At first, Radinsky, who works in finance, viewed himself as an editor, reviewing and posting submissions from other Twitter users on each day’s daf. But after a few weeks, the submissions started to slow down, the pace of Daf Yomi becoming too difficult for even the most avid of the account’s followers.
“At that point, I said, ‘I’m loving it myself,’” Radinsky recalls. He found he was reading through the Gemara multiple times to find relevant material to post, his microblogging ensuring that he was learning the Gemara in a timely manner. The expectations from the readership forced him to do the Daf well and consistently, finally making him feel accountable for what he was learning.
His goal was never to present any ideas of his own, but to tweet material directly from either the Gemara or its commentaries. Each day he would begin by tweeting between three and seven of what appeared to him as the Daf’s most salient points:
What types of clothes require tzitzit? Can tzitzit strings be transferred from one garment to another? How many strings are required when making tzitzit? [Menachot 41].

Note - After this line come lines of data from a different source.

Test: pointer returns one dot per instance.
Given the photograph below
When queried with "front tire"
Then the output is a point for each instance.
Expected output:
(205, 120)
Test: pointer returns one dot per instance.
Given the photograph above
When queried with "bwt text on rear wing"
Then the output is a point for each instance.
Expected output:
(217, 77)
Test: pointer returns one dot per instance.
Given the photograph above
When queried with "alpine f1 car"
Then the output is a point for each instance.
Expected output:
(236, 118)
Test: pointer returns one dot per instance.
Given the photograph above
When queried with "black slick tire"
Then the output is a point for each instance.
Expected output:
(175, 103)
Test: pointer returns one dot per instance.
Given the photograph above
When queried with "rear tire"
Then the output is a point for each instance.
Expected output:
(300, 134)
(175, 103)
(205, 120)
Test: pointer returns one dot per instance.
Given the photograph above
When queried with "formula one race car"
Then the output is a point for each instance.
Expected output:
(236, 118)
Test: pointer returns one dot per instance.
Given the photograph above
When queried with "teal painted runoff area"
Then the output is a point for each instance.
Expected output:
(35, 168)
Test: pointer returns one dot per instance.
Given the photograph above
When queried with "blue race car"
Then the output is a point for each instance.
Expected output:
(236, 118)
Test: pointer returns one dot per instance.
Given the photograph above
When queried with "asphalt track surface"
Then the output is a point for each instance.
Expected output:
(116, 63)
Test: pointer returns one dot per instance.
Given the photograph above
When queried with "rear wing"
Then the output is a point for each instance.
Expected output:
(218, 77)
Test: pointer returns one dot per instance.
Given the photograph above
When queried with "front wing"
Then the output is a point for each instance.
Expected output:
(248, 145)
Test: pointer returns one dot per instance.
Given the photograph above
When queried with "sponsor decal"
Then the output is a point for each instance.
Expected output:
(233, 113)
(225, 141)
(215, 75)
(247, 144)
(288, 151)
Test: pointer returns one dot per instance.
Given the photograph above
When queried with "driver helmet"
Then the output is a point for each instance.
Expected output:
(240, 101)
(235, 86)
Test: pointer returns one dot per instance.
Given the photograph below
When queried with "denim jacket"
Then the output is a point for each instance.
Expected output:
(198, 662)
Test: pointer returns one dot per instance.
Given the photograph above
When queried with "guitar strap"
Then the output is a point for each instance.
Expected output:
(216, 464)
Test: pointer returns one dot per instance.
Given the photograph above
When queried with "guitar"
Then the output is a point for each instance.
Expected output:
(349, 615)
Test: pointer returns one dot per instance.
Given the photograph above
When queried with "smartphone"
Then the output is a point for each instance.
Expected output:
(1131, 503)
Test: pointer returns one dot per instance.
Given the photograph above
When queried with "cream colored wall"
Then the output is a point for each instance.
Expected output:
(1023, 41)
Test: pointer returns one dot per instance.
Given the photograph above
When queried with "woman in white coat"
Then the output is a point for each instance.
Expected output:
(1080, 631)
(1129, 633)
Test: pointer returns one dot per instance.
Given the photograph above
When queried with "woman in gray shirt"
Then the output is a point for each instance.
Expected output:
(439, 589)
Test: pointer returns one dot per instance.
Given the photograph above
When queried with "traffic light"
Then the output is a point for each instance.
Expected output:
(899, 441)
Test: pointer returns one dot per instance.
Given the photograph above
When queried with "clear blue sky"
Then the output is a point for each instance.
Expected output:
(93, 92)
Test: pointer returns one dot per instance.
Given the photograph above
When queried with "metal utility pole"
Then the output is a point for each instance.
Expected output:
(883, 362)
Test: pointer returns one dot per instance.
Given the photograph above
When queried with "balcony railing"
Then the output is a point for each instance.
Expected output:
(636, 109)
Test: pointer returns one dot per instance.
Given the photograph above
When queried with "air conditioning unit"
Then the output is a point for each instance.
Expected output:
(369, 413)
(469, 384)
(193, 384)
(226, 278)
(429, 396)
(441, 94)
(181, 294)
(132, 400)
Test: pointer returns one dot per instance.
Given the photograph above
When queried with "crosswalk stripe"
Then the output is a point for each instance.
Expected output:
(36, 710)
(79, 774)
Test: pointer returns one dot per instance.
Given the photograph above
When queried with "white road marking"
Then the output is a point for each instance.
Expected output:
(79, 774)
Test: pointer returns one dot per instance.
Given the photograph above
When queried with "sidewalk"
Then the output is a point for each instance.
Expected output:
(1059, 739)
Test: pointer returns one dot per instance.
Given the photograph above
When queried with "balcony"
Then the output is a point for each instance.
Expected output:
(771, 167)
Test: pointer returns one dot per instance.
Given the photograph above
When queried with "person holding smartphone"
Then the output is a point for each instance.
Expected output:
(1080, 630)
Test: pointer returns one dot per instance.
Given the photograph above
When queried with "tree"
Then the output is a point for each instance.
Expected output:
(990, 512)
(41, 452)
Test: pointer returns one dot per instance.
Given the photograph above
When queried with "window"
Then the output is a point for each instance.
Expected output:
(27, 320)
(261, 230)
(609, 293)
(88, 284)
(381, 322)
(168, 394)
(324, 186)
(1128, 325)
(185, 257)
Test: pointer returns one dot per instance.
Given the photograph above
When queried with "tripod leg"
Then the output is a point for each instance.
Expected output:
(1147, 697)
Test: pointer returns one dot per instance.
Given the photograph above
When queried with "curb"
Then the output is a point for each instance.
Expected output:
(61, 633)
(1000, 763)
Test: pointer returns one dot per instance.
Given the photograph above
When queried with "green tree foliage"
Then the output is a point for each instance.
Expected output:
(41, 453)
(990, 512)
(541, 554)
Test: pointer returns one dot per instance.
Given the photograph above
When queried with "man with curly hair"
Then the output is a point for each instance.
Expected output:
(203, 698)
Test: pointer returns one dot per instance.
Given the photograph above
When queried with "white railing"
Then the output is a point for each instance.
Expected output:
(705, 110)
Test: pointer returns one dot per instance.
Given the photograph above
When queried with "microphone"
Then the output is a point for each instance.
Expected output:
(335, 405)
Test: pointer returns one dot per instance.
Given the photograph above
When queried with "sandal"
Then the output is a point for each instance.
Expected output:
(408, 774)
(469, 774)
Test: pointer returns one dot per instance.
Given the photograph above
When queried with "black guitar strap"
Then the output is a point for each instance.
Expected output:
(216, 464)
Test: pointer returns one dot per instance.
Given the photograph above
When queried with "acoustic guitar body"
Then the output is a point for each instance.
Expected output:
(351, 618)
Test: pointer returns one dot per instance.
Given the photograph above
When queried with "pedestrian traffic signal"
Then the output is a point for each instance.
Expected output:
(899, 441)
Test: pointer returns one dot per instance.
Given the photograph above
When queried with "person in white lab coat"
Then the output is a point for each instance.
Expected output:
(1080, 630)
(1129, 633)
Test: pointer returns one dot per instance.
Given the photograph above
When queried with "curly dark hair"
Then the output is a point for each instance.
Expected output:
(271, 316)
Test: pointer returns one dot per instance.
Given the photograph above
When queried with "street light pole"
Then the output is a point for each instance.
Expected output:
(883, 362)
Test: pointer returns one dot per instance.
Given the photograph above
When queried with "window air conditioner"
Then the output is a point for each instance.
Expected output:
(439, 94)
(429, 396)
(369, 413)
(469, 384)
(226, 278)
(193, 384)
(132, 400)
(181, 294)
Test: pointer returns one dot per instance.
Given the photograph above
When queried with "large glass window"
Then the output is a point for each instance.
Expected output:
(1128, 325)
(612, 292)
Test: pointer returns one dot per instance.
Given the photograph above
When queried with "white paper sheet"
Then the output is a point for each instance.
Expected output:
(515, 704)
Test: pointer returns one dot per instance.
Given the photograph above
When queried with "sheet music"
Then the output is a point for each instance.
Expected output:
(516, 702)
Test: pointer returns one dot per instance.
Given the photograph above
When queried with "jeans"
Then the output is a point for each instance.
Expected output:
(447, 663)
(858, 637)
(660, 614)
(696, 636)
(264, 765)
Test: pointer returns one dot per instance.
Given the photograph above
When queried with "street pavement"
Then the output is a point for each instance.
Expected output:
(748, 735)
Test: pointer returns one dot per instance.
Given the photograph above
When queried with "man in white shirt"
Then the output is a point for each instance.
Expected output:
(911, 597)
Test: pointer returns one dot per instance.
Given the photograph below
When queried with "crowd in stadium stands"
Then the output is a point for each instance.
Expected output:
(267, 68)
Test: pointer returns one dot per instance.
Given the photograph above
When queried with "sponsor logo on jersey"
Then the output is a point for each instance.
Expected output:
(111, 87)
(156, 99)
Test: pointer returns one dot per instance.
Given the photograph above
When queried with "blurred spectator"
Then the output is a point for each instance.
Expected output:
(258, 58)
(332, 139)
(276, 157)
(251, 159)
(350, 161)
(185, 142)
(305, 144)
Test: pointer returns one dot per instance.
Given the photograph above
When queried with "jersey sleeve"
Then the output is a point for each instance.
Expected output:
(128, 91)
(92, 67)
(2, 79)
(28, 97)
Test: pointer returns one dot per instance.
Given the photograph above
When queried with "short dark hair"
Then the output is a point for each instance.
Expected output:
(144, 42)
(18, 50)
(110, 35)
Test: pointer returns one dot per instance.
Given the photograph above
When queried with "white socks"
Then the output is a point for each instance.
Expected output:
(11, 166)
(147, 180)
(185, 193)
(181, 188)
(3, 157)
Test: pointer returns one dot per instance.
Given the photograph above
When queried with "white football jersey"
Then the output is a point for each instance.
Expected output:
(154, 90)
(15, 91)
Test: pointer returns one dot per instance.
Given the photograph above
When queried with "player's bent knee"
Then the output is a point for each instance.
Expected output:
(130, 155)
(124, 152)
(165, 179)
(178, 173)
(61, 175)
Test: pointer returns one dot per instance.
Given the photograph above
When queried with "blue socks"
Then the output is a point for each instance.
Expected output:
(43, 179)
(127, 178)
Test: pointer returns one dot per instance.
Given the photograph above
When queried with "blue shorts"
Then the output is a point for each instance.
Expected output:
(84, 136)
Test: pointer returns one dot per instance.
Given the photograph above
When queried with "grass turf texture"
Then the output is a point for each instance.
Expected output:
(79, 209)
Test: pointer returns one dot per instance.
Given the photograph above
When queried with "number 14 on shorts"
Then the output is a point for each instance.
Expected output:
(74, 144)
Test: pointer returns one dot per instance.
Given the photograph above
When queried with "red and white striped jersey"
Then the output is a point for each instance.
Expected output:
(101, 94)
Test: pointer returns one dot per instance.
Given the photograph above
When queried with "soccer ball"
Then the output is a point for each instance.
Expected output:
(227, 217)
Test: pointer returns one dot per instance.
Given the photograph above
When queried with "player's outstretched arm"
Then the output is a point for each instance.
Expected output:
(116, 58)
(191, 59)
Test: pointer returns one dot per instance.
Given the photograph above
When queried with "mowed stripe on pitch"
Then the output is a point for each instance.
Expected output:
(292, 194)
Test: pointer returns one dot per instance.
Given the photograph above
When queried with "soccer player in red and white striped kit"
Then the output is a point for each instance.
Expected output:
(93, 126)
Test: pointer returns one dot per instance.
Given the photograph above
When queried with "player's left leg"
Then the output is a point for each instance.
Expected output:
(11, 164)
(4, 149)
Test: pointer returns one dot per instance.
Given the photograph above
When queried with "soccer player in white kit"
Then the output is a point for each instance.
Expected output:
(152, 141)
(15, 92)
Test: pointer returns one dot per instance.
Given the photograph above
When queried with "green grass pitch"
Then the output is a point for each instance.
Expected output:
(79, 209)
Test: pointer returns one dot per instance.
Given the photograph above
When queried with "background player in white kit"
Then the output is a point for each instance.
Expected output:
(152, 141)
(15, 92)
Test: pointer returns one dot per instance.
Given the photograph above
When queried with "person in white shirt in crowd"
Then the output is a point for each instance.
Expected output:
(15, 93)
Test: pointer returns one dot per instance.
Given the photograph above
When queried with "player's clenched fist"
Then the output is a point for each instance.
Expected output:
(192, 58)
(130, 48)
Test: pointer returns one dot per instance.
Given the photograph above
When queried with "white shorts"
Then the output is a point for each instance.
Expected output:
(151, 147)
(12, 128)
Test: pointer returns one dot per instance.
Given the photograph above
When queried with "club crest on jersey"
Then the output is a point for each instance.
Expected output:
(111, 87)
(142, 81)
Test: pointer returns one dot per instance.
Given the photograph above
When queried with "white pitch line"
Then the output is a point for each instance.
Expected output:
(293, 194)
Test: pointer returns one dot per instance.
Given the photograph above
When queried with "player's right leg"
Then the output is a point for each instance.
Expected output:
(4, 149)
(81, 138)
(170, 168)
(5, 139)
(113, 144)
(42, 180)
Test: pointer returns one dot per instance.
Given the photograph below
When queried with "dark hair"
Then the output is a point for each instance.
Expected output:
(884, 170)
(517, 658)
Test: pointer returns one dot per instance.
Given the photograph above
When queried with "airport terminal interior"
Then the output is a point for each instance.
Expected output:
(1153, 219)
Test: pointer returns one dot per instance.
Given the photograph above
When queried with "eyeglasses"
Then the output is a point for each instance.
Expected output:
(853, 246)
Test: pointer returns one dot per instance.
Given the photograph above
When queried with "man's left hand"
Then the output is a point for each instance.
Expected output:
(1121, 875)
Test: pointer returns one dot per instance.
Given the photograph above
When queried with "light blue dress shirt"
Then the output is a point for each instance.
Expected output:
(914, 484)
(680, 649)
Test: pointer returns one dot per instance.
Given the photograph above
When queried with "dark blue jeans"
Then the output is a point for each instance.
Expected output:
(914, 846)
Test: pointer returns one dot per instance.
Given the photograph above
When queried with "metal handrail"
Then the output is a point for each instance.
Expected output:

He would also include memorable lines from the Sages’ conversations with one another, counterintuitive points and insights he noticed:
Yehuda teaches [an] important tolerance lesson. Be strict with your own behavior, and be lenient with what other people do [Berachot 22].
Kohen would place lechem hapanim on silver table then gold table because we only ascend in matters of holiness [Menachot 99].
Today, @TweetTheDaf has more than 2,500 followers, including rabbis and academics from across denominations, and stands as one of social media’s longest-running and most popular Daf-focused Twitter accounts.
While a handful of others on social media have been posting about Daf Yomi since the beginning of the current cycle, @TweetTheDaf has been one of the most active accounts dedicated solely to commenting on the learning. Radinsky still receives dozens of comments each month from other Twitter users, sometimes echoing his thoughts, other times disagreeing with his reading of a passage from the Gemara or its commentaries.
In organizing his tweets with consistency, Radinsky has also found a hobby in becoming something of a taxonomist of the Talmud, cataloging his Jewish cultural observations, such as various rabbinic jokes or all the instances in which halachah or other important points are derived from gematria. He hopes he might turn these collected lists into a book one day.
By now, he has tweeted almost every daf in Shas. In the coming Daf Yomi cycle, he still needs to decide whether he will post fresh material or re-post his previous tweets. He also has his eye on other projects, such as tweeting all of Mishnah, since many of the mishnayot do not appear in the Gemara.
Although he acknowledges the limits of Twitter—it’s impossible to capture the intricacies of more complicated Talmudic passages—Radinsky also reflects on how the project has given him an empowering insight: Conquering the corpus of Gemara, even if sometimes only on a surface level, is actually within reach. Looking back on thousands of succinct takeaways he has tweeted over the years, he realizes that really knowing the raw material of the entire Shas may be easier than he had originally thought.